Arend Prins heeft gewoond in de Kerkstraat, in een groot pand, dat tot 1787 als Bank van Lening had gediend, met als onderdeel een azijnmakerij. Zijn buurman Andries van Zegwaard betrok toen als bankhouder een nieuw, aangrenzend pand. Is Prins beïnvloed door deze sfeer? In elk geval werd hij in 1813 koopman genoemd en twee jaar later bouwman, maar in 1818 duikt hij in de archieven weer op als chirurgijn. Maar toen zijn vrouw in oktober 1821 stierf en de inventaris van de gemene boedel werd opgemaakt, was hij weer grondeigenaar. Tot de boedel behoorden toen een apotheek, maar ook zeven koeien en twee paarden, waarvoor meerdere rijtuigen beschikbaar waren, alsmede diverse partijen land in Katwijk, Rijnsburg en Voorhout.

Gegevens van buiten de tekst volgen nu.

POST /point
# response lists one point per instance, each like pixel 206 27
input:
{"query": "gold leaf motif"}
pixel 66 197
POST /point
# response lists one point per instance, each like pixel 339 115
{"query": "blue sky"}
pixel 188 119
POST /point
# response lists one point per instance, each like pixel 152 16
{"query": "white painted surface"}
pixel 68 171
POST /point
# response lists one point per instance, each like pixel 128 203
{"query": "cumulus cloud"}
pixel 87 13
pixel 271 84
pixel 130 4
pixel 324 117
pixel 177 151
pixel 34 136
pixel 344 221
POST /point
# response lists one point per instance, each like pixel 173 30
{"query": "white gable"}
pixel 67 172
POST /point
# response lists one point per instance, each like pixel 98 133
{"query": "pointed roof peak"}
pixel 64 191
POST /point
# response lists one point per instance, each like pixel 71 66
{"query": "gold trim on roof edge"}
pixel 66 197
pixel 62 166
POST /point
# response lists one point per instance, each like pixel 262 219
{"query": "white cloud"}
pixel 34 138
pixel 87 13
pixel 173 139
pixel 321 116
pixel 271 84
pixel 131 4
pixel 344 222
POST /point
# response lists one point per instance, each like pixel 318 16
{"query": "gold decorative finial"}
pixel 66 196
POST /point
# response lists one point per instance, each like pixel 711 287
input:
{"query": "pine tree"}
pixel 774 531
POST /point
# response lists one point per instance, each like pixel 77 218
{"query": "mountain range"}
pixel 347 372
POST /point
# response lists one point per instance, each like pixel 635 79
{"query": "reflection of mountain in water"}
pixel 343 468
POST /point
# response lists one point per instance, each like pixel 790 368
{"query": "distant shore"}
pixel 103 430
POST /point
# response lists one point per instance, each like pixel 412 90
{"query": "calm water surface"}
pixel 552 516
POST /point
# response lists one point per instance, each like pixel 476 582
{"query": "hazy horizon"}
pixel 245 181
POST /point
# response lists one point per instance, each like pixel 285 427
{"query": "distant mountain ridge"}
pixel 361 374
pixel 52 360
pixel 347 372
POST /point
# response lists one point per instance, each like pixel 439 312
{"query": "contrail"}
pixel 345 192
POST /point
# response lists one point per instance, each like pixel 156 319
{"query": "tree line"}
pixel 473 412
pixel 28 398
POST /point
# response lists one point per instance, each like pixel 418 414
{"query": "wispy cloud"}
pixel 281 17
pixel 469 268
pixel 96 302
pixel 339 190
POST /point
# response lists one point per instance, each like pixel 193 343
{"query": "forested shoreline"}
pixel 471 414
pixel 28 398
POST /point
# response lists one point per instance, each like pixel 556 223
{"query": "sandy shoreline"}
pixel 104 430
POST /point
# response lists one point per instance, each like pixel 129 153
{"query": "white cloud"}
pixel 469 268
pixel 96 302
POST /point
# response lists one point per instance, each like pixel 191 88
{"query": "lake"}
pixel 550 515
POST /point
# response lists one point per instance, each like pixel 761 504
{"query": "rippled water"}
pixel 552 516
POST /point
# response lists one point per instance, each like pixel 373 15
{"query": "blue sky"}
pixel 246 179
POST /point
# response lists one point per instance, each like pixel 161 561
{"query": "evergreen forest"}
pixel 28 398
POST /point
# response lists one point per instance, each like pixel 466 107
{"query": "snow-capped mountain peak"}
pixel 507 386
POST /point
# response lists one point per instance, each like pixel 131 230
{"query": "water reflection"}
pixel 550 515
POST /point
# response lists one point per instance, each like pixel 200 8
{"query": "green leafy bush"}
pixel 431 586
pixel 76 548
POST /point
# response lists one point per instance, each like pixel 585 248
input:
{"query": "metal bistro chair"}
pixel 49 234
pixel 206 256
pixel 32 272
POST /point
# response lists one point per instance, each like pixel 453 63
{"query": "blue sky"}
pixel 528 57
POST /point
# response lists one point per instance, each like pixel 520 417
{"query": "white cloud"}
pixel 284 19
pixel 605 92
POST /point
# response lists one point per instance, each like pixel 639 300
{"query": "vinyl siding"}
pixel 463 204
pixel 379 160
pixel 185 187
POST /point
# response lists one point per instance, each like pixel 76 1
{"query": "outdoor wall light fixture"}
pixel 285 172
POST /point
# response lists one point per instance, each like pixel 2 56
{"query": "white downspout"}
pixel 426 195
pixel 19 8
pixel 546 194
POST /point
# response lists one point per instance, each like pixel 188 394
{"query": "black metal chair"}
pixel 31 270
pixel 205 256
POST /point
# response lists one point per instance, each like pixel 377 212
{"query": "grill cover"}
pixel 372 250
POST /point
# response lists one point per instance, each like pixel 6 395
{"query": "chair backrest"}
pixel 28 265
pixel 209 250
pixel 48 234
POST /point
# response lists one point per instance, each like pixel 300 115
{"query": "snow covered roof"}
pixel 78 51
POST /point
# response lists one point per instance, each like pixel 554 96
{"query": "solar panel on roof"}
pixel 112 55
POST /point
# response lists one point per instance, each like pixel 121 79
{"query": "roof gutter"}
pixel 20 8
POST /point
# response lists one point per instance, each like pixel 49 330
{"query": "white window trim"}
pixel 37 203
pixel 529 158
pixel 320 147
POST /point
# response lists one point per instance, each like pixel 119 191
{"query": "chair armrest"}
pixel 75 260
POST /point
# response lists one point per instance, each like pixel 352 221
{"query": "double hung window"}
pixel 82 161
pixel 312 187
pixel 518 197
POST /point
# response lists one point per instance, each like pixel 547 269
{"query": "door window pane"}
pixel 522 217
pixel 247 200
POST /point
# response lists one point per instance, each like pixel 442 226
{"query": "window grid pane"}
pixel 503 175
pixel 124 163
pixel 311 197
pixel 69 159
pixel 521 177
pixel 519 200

Behalve het huis in de Kerkstraat bezat Prins ook een huis in de Voorstraat van het zeedorp, dat later eigendom werd van zijn schoonzoon, de Rijnsburgse heelmeester Petrus Isaac Dagevos. Bijzonder was het medebezit van twee waterschepen c.a., bevaren door Jan Prins te Amsterdam (dus stellig niet betrokken bij het zoutwatertransport naar de Leidse Zoutkeet). Uit de inventaris kunnen we opmaken dat Arend Prins, die ook de bouwmanswoning Cloosterschuur te Rijnsburg bezat, een vermogend man is geweest. Maar zijn stal en koetshuis moest hij wel huren van de dominee aan de overkant, zoals blijkt uit de in 1822 opgemaakte inventaris van ds. Pieter Tegel. In datzelfde jaar was Prins weer onder een andere titel werkzaam, namelijk als Directeur van het Veefonds, toen hij aan het Schietgezelschap van zijn dorp een stukje van zijn onroerend eigendom in de Kerkstraat verkocht.

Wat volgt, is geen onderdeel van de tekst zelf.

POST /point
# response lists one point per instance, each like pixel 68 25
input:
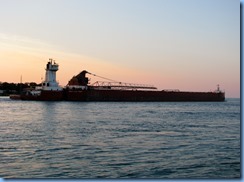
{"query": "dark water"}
pixel 119 140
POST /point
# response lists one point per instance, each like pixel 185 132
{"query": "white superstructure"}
pixel 50 82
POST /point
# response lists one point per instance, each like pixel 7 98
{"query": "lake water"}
pixel 119 140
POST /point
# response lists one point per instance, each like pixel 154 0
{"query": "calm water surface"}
pixel 119 140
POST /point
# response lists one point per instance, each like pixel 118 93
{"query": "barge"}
pixel 80 89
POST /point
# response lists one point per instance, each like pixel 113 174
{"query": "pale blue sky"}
pixel 185 44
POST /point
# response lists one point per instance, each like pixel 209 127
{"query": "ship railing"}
pixel 121 85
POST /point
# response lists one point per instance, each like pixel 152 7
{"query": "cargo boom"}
pixel 79 89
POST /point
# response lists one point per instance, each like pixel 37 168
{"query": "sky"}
pixel 190 45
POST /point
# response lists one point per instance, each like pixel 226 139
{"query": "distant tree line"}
pixel 15 88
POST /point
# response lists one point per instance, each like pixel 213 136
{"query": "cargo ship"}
pixel 80 89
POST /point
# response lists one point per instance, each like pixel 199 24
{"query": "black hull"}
pixel 142 96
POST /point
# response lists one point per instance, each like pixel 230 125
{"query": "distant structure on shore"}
pixel 79 89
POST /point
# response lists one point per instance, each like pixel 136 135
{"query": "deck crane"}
pixel 112 84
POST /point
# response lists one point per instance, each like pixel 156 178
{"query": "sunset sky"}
pixel 190 45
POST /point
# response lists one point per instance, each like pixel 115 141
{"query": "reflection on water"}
pixel 119 140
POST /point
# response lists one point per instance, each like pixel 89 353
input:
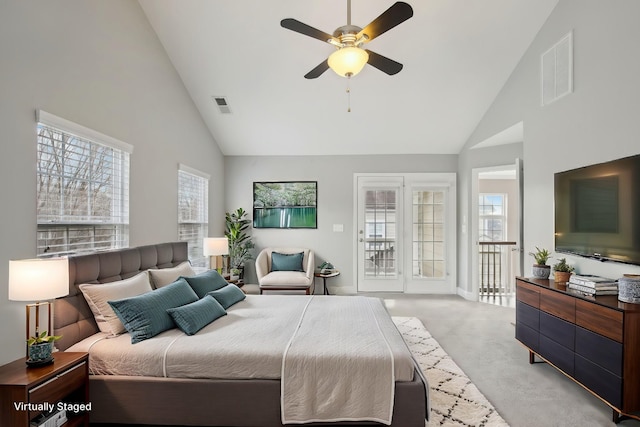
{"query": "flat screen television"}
pixel 597 211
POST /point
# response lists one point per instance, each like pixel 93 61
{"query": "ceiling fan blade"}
pixel 317 72
pixel 302 28
pixel 395 15
pixel 383 63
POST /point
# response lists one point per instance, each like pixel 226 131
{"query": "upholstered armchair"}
pixel 285 269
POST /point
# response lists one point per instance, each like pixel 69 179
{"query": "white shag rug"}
pixel 455 401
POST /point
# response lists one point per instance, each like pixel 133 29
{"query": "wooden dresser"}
pixel 593 340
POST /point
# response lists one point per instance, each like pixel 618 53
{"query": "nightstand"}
pixel 63 384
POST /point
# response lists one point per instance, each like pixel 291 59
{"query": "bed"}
pixel 170 394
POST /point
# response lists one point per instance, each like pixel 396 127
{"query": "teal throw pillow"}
pixel 192 317
pixel 286 262
pixel 206 282
pixel 145 316
pixel 228 295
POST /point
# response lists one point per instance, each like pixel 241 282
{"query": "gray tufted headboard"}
pixel 72 317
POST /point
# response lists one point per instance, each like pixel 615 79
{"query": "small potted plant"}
pixel 541 270
pixel 40 347
pixel 562 271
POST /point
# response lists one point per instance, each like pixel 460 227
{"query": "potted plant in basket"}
pixel 40 347
pixel 240 243
pixel 562 271
pixel 541 269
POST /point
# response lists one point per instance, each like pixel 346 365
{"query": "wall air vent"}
pixel 222 104
pixel 557 70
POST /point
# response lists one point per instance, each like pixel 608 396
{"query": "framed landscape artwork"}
pixel 286 204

Onze chirurgijn, die inmiddels hertrouwd was met Geertrui Dankaarts (dus een chirurgijnsdochter), trad in 1823 weer eens als grondeigenaar op, met name om namens zijn vrouw diverse percelen te doen veilen. Zij overleed in december 1830, waarna Prins het huis in de Kerkstraat al spoedig verliet om zich onder Noordwijk te vestigen. Daar stierf hij in oktober 1844. Hij werd begraven op het toen ruim een halve eeuw oude kerkhof van Katwijk aan Zee, nabij de graven van wel tien Leidse professoren.
Arend Prins, die dus vooral werkzaam was in de Franse tijd, heeft toen veel gepraktizeerd in het zeedorp. Dat blijkt onder andere uit het Diaconieboek. Collega’s waren er daar wel, maar dat wisselde sterk. Mannen als Houwer en De Koningh waren geen blijvers, wat ook – maar dan buiten zijn wil – kon worden gezegd van J.C. van Starkenburg, die we in 1807 op de Liste Civique aantreffen. Deze woonde nu eens niet op de Voorstraat, maar in het Bestevaerswegje, dicht bij de Oude Kerk. Deze med. doctor, apotheker, chirurgijn en vroedmeester kon daar in 1811 vertrekken, want hij werd door de Franse prefect te Den Haag in militaire dienst geroepen en is nooit meer teruggekeerd.